Economic Life

The Kazaks have accumulated much experience in stock raising over a long period of history. However, under the feudal system, their production level was very low and, being conservative in technical matters, the nomads made little effort to improve their expertise and depended entirely on the natural growth of the stock. As they had no means to resist natural disasters, great numbers of animals died in snowstorms in winter and spring. Disease also took its toll of the herds.

Kazak handicrafts were basically a family undertaking. Blacksmiths and carpenters were not specialized, they were herdsmen with expertise in these fields. The making of buttered tea, milk products and felt, tanning animal skins and tailoring furs were all done by women. Though Kazak animal husbandry provided wool, hides and skins and livestock, the commodity economy was not developed. In the pastures barter trade was in vogue, with sheep as the standard of the price. The herdsmen exchanged their stock for food grain, tea, cloth, daily utensils and handicrafts. In remote Altay, they bartered a sheep skin for only 100 to 150 grams of tea.

A minority of rich Kazaks in the early 20th century owned thousands of head of cattle, sheep, horses and camels, while the majority of herdsmen kept very little stock and that was for subsistence. Though the pastures were owned by the whole tribe, they were in fact the property of clan chieftains and big herd-owners, the winter pasturelands in particular.

As commerce developed in Xinjiang after the 19th century, Kazak animal husbandry economy grew closer ties with markets. The merchants, the privileged Russian merchants in particular, plundered the herdsmen through unfair exchange of commodities. Usury came into being, too. Such ruthless exploitation made the head of animals drop drastically and Kazak stock breeding virtually struggled on the brink of bankruptcy on the eve of liberation.

The Kazaks began farming in the late Qing Dynasty (1644-1911). The main farm implements include katuman (a kind of mattock), sickles, ploughs and grinding stones. In some localities, seeds were sown from horseback before ploughing. Flood irrigation was used, weeding was never done and fertilizers were not applied. As they were short of production means, the poor Kazaks who switched to farming had to be hired hands.

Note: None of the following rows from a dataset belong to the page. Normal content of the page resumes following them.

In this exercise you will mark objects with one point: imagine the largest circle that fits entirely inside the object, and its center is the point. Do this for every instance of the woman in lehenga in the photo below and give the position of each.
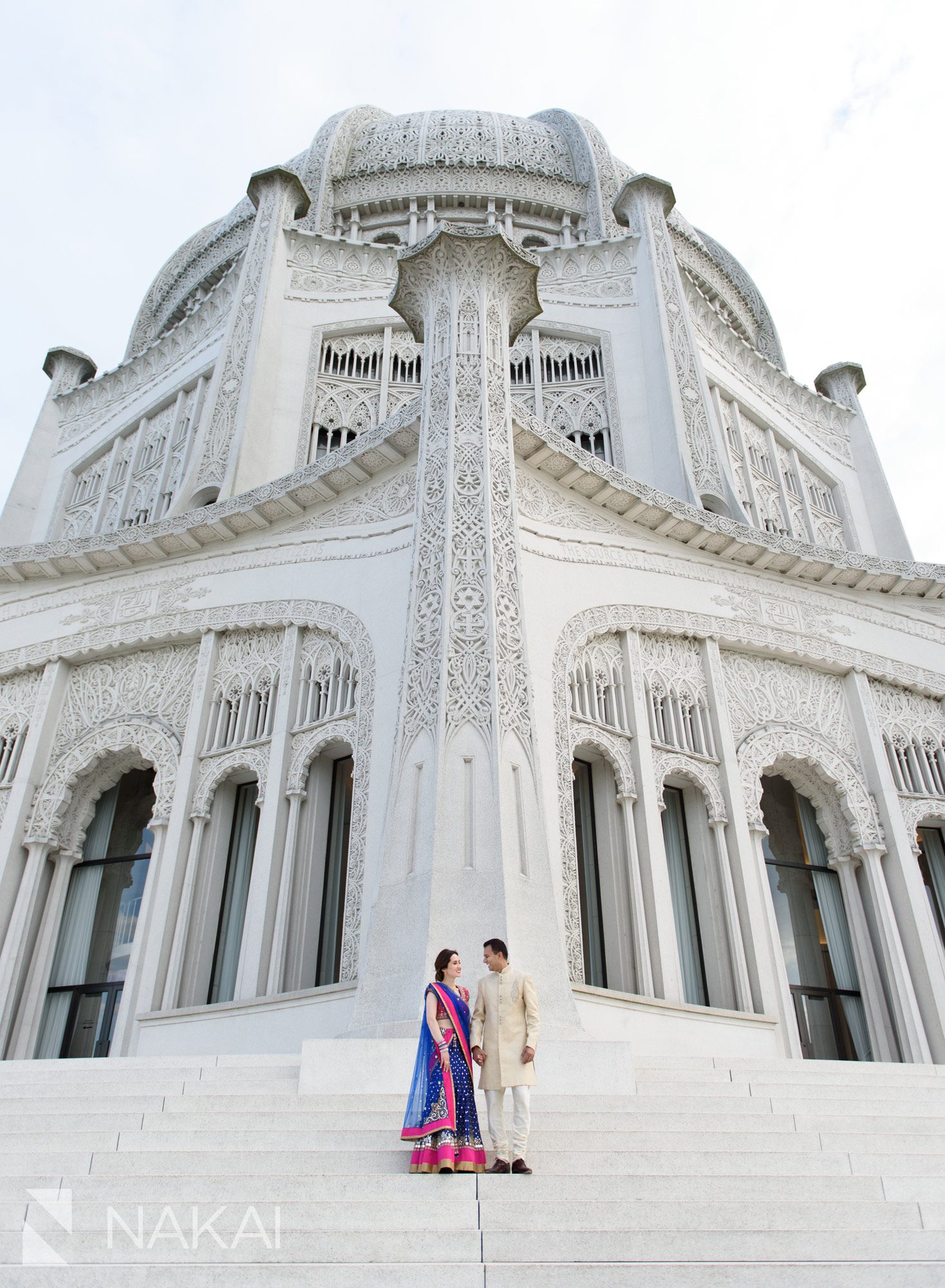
(441, 1119)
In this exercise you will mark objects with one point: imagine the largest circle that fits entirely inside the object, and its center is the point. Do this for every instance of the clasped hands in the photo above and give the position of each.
(480, 1056)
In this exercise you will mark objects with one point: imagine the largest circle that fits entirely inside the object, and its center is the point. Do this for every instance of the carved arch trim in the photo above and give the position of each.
(217, 770)
(307, 746)
(615, 750)
(704, 777)
(921, 813)
(835, 786)
(61, 813)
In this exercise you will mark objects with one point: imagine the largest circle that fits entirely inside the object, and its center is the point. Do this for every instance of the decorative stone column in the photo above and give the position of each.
(844, 382)
(750, 883)
(785, 1008)
(28, 1028)
(455, 873)
(24, 864)
(244, 388)
(263, 898)
(66, 369)
(871, 985)
(733, 927)
(171, 884)
(665, 952)
(700, 471)
(908, 938)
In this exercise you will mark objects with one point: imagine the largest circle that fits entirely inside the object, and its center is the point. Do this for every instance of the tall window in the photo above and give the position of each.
(335, 873)
(933, 869)
(813, 927)
(589, 876)
(684, 906)
(98, 924)
(236, 891)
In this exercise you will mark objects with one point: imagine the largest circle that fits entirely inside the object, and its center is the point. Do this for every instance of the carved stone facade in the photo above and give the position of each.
(454, 544)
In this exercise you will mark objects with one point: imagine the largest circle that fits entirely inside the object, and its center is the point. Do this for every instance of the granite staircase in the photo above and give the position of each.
(201, 1173)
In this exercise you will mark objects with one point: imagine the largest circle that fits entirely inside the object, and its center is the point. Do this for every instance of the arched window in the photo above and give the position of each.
(235, 897)
(604, 888)
(98, 923)
(321, 873)
(933, 869)
(686, 905)
(813, 928)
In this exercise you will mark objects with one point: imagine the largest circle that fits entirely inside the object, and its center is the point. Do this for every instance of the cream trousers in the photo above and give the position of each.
(522, 1121)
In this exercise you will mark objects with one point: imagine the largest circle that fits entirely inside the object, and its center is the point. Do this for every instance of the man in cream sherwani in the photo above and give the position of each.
(504, 1035)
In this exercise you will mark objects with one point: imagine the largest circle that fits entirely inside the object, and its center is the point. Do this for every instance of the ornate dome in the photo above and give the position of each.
(374, 177)
(464, 138)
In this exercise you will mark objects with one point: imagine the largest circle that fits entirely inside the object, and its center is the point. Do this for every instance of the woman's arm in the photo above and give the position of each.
(436, 1031)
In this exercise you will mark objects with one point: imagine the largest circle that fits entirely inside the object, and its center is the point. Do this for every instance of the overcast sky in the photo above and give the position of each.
(808, 138)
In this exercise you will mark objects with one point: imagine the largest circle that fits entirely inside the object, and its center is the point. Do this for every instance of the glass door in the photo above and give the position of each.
(813, 929)
(98, 924)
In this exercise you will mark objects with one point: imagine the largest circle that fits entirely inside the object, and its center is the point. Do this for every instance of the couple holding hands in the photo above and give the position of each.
(500, 1036)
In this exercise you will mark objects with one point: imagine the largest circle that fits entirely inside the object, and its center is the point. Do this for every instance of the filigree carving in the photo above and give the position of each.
(91, 408)
(311, 744)
(539, 499)
(922, 812)
(705, 777)
(137, 602)
(158, 683)
(818, 421)
(836, 788)
(389, 500)
(218, 768)
(147, 743)
(613, 748)
(762, 690)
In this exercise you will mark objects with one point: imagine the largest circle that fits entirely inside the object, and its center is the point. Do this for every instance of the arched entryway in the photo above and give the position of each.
(813, 928)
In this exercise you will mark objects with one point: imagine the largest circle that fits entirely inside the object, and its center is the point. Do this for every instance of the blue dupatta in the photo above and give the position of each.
(432, 1099)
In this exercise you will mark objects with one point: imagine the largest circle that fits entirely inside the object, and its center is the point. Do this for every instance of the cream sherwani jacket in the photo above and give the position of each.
(505, 1019)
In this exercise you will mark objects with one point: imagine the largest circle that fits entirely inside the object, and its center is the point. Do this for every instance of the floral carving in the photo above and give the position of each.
(763, 690)
(835, 786)
(705, 777)
(126, 743)
(158, 683)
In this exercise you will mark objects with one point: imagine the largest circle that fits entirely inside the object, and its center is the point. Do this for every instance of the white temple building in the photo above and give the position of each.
(454, 556)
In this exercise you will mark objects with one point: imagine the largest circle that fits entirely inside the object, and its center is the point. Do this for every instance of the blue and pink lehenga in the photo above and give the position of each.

In the Kazak rural and semi-rural areas, the herd-owners and herd-owner-landlords monopolized the farmland, irrigation facilities, draught animals and farm implements.

Of all the feudal practices, "partnership farming" was the most common. "Partnership farming" was a form that incorporated labour rent and rent in kind. The landlords or rich peasants offered land, seeds and farm implements, and the tenants sold their labor, sometimes bringing with them some of the seeds and farm implements. The harvest was divided up 50 to 50, or two-thirds for the landlords. Exploitation through hiring of labor was also a very common practice. The pay was either in cash or in kind, all very low. Water and farm implements were leased by the landlords, who made use of feudal privileges to force peasants to toil for them without pay or exercised political persecution, sometimes even to the extent of enslaving the peasants, for the purpose.